There Is a "People Cost" to Every Product

A mistake I see many IT and security buyers make is they somehow assume these products "run themselves." I'd estimate that this mistake is the number two cause of "shelfware" purchases. What are the demands on your employee's to get value from these products? How much time do they need to dedicate to training? How much time and effort to get it set up in the first place? How much custom documentation needs to be created for all the configuration choices? How many hours per day or week do they need to "pay attention" to it?

In my experience there is no such thing as a product (software or hardware) that runs completely autonomously. Sure, there are systems that run pretty much by themselves for a good long time - things like water heaters - but even those require at least annual maintenance and checkups. I've yet to see a piece of software that can boast so little need for administration or engineering support.

Products Aren't Solutions Until People Are Applied

This is the axiom I wish every IT and cybersecurity buyer had tattooed somewhere so they will see it daily.

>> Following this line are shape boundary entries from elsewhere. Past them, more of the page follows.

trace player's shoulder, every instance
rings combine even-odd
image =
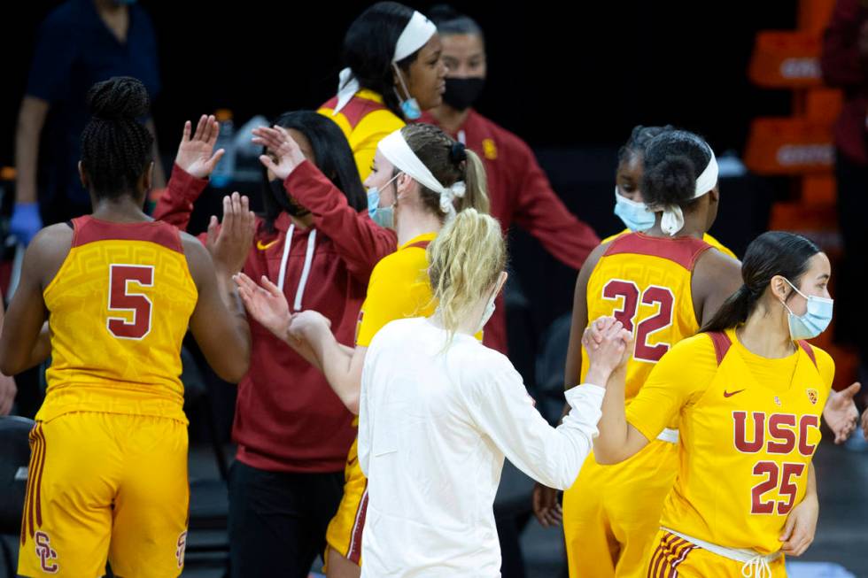
[[[702,241],[709,243],[709,245],[711,245],[712,247],[719,250],[724,255],[726,255],[727,257],[731,257],[738,260],[739,258],[735,256],[734,252],[730,250],[729,247],[726,247],[724,243],[720,243],[720,241],[716,239],[710,234],[706,233],[704,235],[702,235]]]
[[[600,242],[600,244],[612,243],[613,241],[615,241],[616,239],[617,239],[622,235],[627,235],[628,233],[630,233],[630,229],[629,228],[625,228],[623,231],[618,231],[615,235],[610,235],[608,237],[606,237],[605,239],[603,239],[602,241],[601,241]]]
[[[694,366],[717,366],[717,353],[712,335],[709,333],[697,333],[686,337],[670,349],[661,358],[675,366],[690,367]],[[686,365],[685,365],[686,364]]]
[[[832,381],[835,375],[835,360],[832,358],[832,356],[825,350],[810,343],[805,343],[805,345],[808,351],[810,351],[810,354],[814,358],[817,364],[817,371],[819,372],[820,376],[823,378],[824,385],[831,387]]]
[[[488,117],[483,116],[477,111],[473,111],[472,114],[471,122],[476,124],[477,128],[481,128],[484,137],[493,140],[499,150],[510,152],[508,158],[515,158],[513,155],[517,152],[523,155],[532,155],[531,145],[525,143],[521,136],[508,128],[504,128]]]
[[[378,275],[403,276],[407,272],[428,266],[428,257],[422,247],[405,247],[377,261],[374,272]]]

Every vendor at the vendor fair will claim that their hardware and/or software is a "solution." Ignoring that it may only be a feature and not even a product, there are a vanishingly small number of IT and cybersecurity vendors selling people-included solutions. These are usually grouped into categories such as MSP and MSSP. I'd even argue that most of the *aaS offerings are really <blank> as a Product. After all, do you get someone who configures all your systems from your Platform as a Service provider? How about your Infrastructure as a Service provider? Nope, you're left to administer and monitor those yourself, aren't you? There's no AI replacing your people doing that work is there?

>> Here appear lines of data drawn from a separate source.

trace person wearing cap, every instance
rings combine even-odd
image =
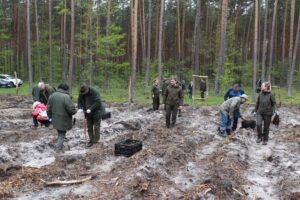
[[[152,101],[153,101],[153,110],[158,110],[159,109],[159,104],[160,104],[160,87],[159,87],[159,80],[155,79],[153,81],[153,87],[152,87]]]
[[[101,114],[103,114],[104,109],[99,92],[86,84],[81,85],[78,97],[78,108],[82,109],[85,113],[89,134],[88,147],[91,147],[100,139]]]
[[[161,88],[161,91],[162,91],[162,97],[163,97],[163,102],[165,102],[165,96],[166,96],[166,90],[167,90],[167,87],[170,85],[170,79],[168,78],[163,78],[163,83],[162,83],[162,88]],[[166,110],[166,104],[164,105],[164,110]]]
[[[261,93],[257,98],[255,106],[257,117],[257,143],[263,142],[263,145],[267,145],[272,115],[276,115],[275,107],[276,99],[271,93],[271,84],[269,82],[264,82],[261,85]],[[262,128],[262,124],[264,124],[264,128]]]
[[[182,109],[183,105],[183,94],[182,89],[178,85],[176,78],[172,78],[170,85],[166,88],[165,93],[165,105],[166,105],[166,125],[167,128],[174,127],[176,123],[176,117],[178,109]],[[170,119],[172,116],[172,123]]]
[[[240,113],[240,106],[244,104],[248,100],[248,96],[243,94],[239,97],[232,97],[226,100],[220,106],[220,127],[219,127],[219,135],[222,137],[226,137],[230,135],[232,131],[232,118],[235,110],[238,110]],[[240,115],[240,118],[243,117]]]
[[[239,97],[245,94],[244,90],[240,88],[239,83],[234,83],[233,86],[225,93],[224,101],[232,98],[232,97]],[[232,131],[235,131],[238,125],[240,113],[238,110],[233,112],[233,123],[232,123]]]
[[[47,104],[47,115],[52,119],[53,127],[57,130],[57,143],[55,150],[57,153],[63,149],[63,142],[68,130],[72,128],[72,116],[77,112],[69,95],[69,86],[62,83],[58,90],[54,92]]]
[[[55,92],[55,88],[44,82],[38,83],[39,88],[39,102],[47,105],[49,97]]]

If you recognize that most of what is on the show floor is either a feature or a product, you can begin to ask yourself some critical questions:

  • Will this vendor's offering be just a feature by the time my first renewal rolls around? Crystal balls are very hard to keep working in my experience, and this question certainly requires one for an answer. Are you buying the next PKI feature, or are you buying the best hardware key product available? This is why you pay the fortune tellers at the analysis firms in my book.
  • Will I ever be able to staff that product well enough to see consistent value? This is the "Erector vs. Lego" question. If you don't have the expertise for building with Erector, then perhaps you need to stick with Lego, even though you can only build the stuff pictured on the front of the box.
  • If I'm going to need a solution provider to help me manage the product should I let my solution provider choose the tech stack themselves? This question separates the technologists from the strategists. Every time. I will argue every time that if a service provider can provide you the outcomes you need from a solution you're better off letting them bring the tech stack to provide those outcomes with. Service providers who offer to use any and every vendor's products for a given technology type - say an EDR technology for example - is compromising their own ability to support you well. So you can either choose a technology and then choose a service provider from smaller subset of possible providers, or you can simply choose a service provider who will bring the right tools for the job.

If these questions sound like compromises to you, you're right. Welcome to how we've built our industry today - rewarding those who create novel software or hardware while punishing the people who have to actually make all of that work in a singular secure environment. Looking at these vendors through this lens may take some of the rosy tinge off of their pitches, but it will help you make stronger buying decisions for your organization, and isn't that why you're attending the vendor fair in the first place?


💡
Particular companies and brands were mentioned in this blog. I have no financial relationship with any of them, and merely mentioning them should not be construed as endorsing them or their products. Please, make your own decisions based on your own needs and research.